—Je croyais que l'épaisseur de l'atmosphère vénusienne rendait très difficile, pour ne pas dire impossible, toute observation géographique.
—Pour les astronomes terrestres, peut-être; mais pour nous, qui flottons dans le vide... d'ailleurs, regardez.
L'ingénieur eut beau se pencher par dessus le bordage, il ne distingua rien; le disque de Vénus, fondu dans une sorte de brouillard, ne laissait encore rien apercevoir des détails de sa surface, surtout à l'œil nu.
—On est bien sûr de l'existence d'une atmosphère, n'est-ce pas? demanda-t-il.

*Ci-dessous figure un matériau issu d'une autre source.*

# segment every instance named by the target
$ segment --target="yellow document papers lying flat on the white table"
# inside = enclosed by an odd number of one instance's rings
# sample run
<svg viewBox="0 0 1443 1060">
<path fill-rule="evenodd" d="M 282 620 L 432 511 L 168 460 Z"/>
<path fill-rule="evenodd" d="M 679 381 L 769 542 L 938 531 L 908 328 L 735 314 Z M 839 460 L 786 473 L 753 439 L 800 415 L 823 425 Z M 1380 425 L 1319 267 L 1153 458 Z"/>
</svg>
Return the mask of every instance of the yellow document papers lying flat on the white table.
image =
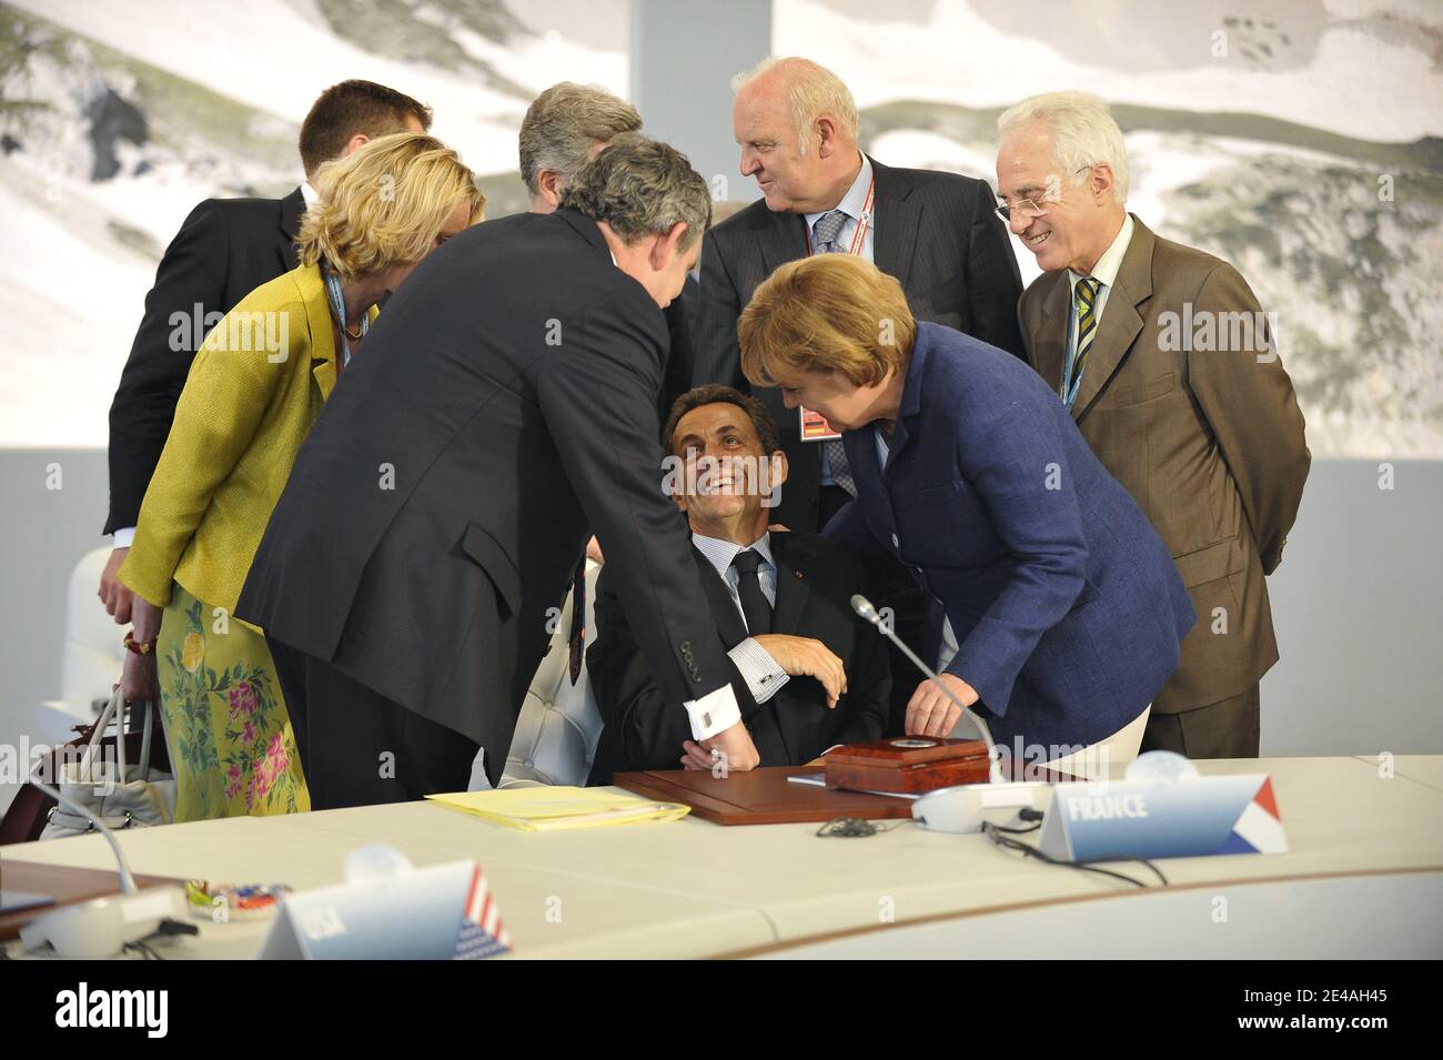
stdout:
<svg viewBox="0 0 1443 1060">
<path fill-rule="evenodd" d="M 691 812 L 690 806 L 681 803 L 649 802 L 599 787 L 508 787 L 499 792 L 457 792 L 426 798 L 524 832 L 677 821 Z"/>
</svg>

—Parbleu! riposta le vieux savant, il y a beau jour, non seulement que l'on en a des preuves irrécusables, mais encore que l'on en connaît la hauteur, la densité, la composition... déjà, vous pouvez remarquer combien paraissent tronquées, arrondies, les extrémités des cornes du croissant vénusien...
Il eut un petit ricanement méprisant et ajouta:
—Bien que vous ne sachiez pas grand chose en astronomie, vous devez savoir cependant que cet épointement est dû seulement à la présence d'une atmosphère;... d'autre part, des astronomes ont reconnu, en étudiant Vénus spectroscopiquement, des raies d'absorption dues à une atmosphère contenant de la vapeur d'eau et analogue à l'atmosphère terrestre, mais plus dense...
—Ces astronomes ne seraient-ils pas Tacchini et Vogel? fit l'ingénieur.
Le vieux savant ne put retenir une exclamation de surprise:
—Comment savez-vous cela? murmura-t-il.